Thanks for the extra info Leslie. Regarding DNS performance, I run a secondary
DNS on the Netview machine for the reverse address space only. These
consistenly respond in 3-4 ms, while the forward entries take 10-20ms in
general.
I let this run all weekend and tried the script again this morning. I didn't
get any output from it until I increased the sleep to 60 seconds. When I did
this I got:
Netmon is 4335 behind in status pinging
I have configuration polling set to 1 day, with 11 OID's to include and 6 OID's
to exclude in the seed file.
Thanks.
Craig
> -----Original Message-----
> From: Leslie Clark [mailto:lclark@US.IBM.COM]
> Sent: Saturday, June 02, 2001 3:56 PM
> To: IBM NetView Discussion
> Subject: RE: [NV-L] Confirmation of Netview pinging
>
>
> The 20 seconds is how long it takes netmon to get around to responding
> to your request that he dump the report. The script counts
> the number of
> records, such as the one below, that were scheduled for
> times that have
> already passed. Note that near the top of the netmon.trace they have
> negatives, and hopefully, at the bottom, there will be some
> with positive
> numbers. The positive numbers tell you that this node is
> schedule to be
> pinged that many seconds in the future. Or some such time
> unit. That looks
> like you have some nodes that have not been pinged in hours, so maybe
> the units are not seconds.
>
> -21138: 162.131.115.1 (tower1-feth-5-0.net.principal.com) ...
>
> When you first start netmon up, it is always behind. It has a
> lot to do at
> startup.
> Try letting it run for half an hour or so, and see if it
> catches up. What
> it says
> at startup is not something I worry about. It is the
> steady-state behavior
> that
> you want to tune for. I suspect that you do have some
> performance issues to
> deal with, though, because it sort of looks from this as if
> it is never
> catching up.
> Which is why you are writing, I guess. What does it say after
> it has been
> running
> for an hour? How often are you sending it off to do the
> configuration poll
> (which
> defaults to once a day)? How good is your name resolution? Oh
> - and how
> many names are in your seedfile? All of them? I have seen that delay
> netmon startup by half an hour unneccessarily.
>
> Cordially,
>
> Leslie A. Clark
> IBM Global Services - Systems Mgmt & Networking
> Detroit
>
> "Treptow, Craig" <Treptow.Craig@principal.com>@tkg.com on 06/01/2001
> 08:58:30 AM
>
> Please respond to IBM NetView Discussion <nv-l@tkg.com>
>
> Sent by: owner-nv-l@tkg.com
>
>
> To: "'IBM NetView Discussion'" <nv-l@tkg.com>
> cc:
> Subject: RE: [NV-L] Confirmation of Netview pinging
>
>
>
> Thanks Leslie!
>
> Just to clarify, 1700 was not the number of interfaces, it
> was the number
> of hubs/routers/switches/servers. I used the script you
> provided and had
> to increase the sleep time to 20 seconds. Anything less
> just resulted in
> the "Netmon is too busy" message. At 20 seconds, I typically get:
>
> Netmon is 3427 behind in status pinging
>
> I don't really understand what I'm looking at, though.
>
> The box itself is currently located on one of the backbone
> switches. I
> haven't taken any other action, because I wanted to
> understand what I was
> looking at. In netmon.trace I see things such as:
>
> 1043: 162.131.203.57 () list = 0x202aa858
> or
> -21138: 162.131.115.1 (tower1-feth-5-0.net.principal.com)
> list = 0x202aa7b8
>
> Can you explain these any more?
>
> Thanks!
>
> Craig
>
> > -----Original Message-----
> > From: Leslie Clark [mailto:lclark@us.ibm.com]
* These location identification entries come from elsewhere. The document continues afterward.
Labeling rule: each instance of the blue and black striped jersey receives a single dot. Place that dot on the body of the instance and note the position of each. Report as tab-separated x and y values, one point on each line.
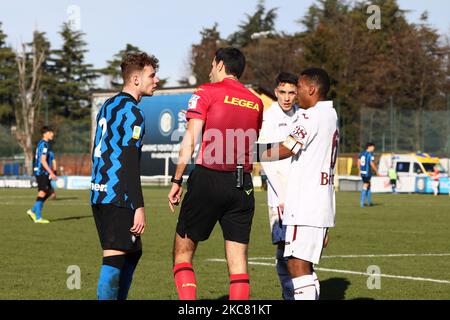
116	153
42	149
366	158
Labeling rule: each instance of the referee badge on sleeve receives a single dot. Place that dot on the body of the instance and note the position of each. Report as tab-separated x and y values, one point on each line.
136	132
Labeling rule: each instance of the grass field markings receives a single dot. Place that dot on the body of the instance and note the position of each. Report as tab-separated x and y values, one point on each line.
349	272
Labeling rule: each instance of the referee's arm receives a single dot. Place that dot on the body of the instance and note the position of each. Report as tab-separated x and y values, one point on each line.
190	139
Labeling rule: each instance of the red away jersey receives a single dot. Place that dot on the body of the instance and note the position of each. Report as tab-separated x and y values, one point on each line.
233	118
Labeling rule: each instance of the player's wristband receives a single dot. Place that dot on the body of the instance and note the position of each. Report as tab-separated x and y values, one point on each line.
177	181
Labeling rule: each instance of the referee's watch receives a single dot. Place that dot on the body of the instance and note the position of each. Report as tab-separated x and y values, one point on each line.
177	181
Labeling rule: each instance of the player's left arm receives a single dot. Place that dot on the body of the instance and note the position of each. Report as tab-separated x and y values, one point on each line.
131	144
190	140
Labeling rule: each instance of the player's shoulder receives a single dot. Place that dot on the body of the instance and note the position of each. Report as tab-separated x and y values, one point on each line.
271	111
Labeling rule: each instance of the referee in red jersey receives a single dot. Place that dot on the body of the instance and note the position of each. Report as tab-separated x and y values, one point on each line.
226	118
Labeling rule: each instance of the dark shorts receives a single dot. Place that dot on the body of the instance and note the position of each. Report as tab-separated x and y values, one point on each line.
43	182
113	227
366	179
212	197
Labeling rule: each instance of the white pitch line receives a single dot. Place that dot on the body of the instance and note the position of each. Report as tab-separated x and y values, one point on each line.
371	256
350	272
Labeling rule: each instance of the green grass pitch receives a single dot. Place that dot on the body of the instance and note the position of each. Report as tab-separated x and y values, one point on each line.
406	236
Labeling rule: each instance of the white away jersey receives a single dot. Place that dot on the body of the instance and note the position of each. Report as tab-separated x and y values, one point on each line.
276	126
310	197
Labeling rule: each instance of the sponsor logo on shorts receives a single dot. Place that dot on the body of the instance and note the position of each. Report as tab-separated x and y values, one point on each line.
136	132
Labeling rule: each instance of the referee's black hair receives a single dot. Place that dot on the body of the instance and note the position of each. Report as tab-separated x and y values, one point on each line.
320	78
233	60
46	129
286	77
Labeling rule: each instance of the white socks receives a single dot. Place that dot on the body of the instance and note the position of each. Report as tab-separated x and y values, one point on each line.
304	288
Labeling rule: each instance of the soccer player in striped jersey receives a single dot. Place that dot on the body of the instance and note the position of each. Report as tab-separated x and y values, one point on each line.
43	172
53	166
116	194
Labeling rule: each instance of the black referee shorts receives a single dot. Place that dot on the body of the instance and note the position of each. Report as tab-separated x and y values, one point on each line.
212	196
113	227
44	183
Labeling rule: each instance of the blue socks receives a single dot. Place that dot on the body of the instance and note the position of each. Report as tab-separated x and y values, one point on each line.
126	276
363	196
116	275
369	197
366	193
108	283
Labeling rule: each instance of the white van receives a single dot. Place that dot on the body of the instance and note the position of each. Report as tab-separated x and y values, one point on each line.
412	164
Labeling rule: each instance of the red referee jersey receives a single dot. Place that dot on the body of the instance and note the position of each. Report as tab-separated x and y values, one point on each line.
233	118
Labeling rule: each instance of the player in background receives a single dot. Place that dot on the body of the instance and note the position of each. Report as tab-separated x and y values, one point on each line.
277	123
116	193
310	196
54	167
393	178
366	165
435	183
43	173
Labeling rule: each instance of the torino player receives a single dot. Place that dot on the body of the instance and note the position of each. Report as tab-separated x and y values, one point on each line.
277	123
310	200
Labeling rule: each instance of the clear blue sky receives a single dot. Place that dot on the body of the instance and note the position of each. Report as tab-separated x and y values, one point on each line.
164	28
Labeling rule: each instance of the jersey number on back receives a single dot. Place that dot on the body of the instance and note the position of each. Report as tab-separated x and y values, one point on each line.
98	150
363	161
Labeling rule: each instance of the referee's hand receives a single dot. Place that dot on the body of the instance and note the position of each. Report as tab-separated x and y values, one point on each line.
175	196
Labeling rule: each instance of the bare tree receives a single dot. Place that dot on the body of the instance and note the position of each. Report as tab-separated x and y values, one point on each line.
29	99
> > Sent: Wednesday, May 30, 2001 8:04 PM
> > To: IBM NetView Discussion
> > Subject: Re: [NV-L] Confirmation of Netview pinging
> >
> >
> > A couple of things.
> >
> > Remember your normal response is 40ms, not 1 sec. Yes, it
> > will take a while
> > to make the rounds if everything is down. But I hope your
> > normal state is
> > that everything is up.
> >
> > The number of outstanding pings is configurable. I think the current
> > default
> > is 16 (it was 10, years ago). It has been tested at up to 64.
> > That means it
> > can send off pings to 64 nodes at once, and as they repond,
> > send out more.
> > That number is the number of nodes it can be waiting on at one time
> > (waiting
> > an average of 40ms, you say). Set it in
> > /usr/OV/lrf/netmon.lrf, adding the
> > '-q' parameter. Use -q 32 to set the ping queue, and -Q 32 to
> > set the snmp
> > request queue. Experiment to see if you have the CPU and
> > interface speed to
> > back it up. I have never seen it overrun the adapter, but I
> > have seen it
> > use
> > up all of the cpu.
> >
> > 1700 interfaces is not a lot. You should be able to handle that in 5
> > minutes
> > easily on just about any box, using the default timeout/retry
> > of 2 and 3.
> > Some caveats: If you have a lot of unpingable interfaces in
> > your map, clear
> > them up. They clog up the ping queue (or increase the ping queue).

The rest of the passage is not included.